Post-nuptual agreements are highly scrutinized and subject to strict rules. In Barrett v Goldstein 2018 NY Slip Op 03325 Decided on May 8, 2018 Appellate Division, First Department we see a situation in which a post-nuptial agreement that is poor for plaintiff is left in place, and none of the reviewing attorneys can be held responsible.
“Plaintiff failed to state a claim for legal malpractice against defendant Lori H. Goldstein (Ulico Cas. Co. v Wilson, Elser, Moskowitz, Edelman & Dicker, 56 AD3d 1, 10 [1st Dept 2008]). The documentary evidence conclusively establishes that she was not acting as plaintiff’s attorney. Rather, the terms of the post-nuptial agreement which plaintiff now challenges, as well as numerous emails between plaintiff, his former wife, and Goldstein, reflect the parties’ understanding and agreement that Goldstein would draft the post-nuptial agreement, and the spouses’ separate counsel would review it before execution. Accordingly, plaintiff has not sufficiently alleged an attorney-client relationship between him and Goldstein, or that she was negligent and that her negligence was the “but for” cause of his alleged injuries (id.).
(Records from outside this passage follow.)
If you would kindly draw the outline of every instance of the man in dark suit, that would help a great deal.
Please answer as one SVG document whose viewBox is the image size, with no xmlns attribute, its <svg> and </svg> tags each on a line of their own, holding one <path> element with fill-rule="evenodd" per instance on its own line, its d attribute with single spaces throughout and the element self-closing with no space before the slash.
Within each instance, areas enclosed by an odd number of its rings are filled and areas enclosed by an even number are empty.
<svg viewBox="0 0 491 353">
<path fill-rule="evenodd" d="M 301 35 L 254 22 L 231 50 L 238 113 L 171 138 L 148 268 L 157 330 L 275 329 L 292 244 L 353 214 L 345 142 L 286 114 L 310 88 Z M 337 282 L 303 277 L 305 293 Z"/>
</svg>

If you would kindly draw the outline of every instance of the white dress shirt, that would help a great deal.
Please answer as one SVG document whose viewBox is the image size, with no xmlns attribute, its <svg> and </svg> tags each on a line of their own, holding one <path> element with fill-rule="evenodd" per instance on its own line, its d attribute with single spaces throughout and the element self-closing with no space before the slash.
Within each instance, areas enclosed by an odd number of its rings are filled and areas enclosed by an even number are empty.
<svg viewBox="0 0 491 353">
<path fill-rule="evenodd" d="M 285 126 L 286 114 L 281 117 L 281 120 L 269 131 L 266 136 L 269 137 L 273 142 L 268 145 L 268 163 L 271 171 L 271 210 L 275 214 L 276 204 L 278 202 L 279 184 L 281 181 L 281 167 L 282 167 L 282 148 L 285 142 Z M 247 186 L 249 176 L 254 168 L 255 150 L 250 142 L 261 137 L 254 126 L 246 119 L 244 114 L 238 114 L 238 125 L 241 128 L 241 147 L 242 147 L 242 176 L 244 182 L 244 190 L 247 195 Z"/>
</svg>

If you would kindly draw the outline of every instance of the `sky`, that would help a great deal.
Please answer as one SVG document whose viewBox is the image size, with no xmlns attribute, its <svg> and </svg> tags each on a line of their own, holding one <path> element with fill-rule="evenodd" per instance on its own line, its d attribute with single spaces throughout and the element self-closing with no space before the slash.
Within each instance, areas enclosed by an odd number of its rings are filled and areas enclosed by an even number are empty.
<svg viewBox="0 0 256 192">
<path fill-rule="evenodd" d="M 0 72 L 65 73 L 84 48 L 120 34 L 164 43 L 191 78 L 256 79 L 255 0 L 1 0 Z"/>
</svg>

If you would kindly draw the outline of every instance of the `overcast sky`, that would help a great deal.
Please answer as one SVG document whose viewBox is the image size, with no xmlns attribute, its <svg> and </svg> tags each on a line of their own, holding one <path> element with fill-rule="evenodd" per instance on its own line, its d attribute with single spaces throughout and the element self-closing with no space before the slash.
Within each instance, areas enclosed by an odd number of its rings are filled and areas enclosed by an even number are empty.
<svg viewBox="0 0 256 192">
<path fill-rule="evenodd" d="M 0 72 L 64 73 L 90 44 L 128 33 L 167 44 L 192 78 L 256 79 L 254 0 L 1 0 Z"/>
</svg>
Neither has plaintiff stated a legal malpractice claim against the remaining defendants, who reviewed the post-nuptial agreement and/or served as his counsel in the divorce action. He cannot explain how their failure to challenge the terms of the post-nuptial agreement in the divorce action was the “but for” cause of his alleged damages, given that his subsequent counsel also did not challenge the terms of the agreement (id.). In any event, plaintiff concedes that he made a strategic decision not to challenge the terms of the agreement in the divorce action. The claims for fraud and breach of fiduciary duty are duplicative of the legal malpractice [*2]claim, since they all arose from identical facts and allege the same damages (Voutsas v Hochberg, 103 AD3d 445, 446 [1st Dept 2013], lv denied22 NY3d 853 ).”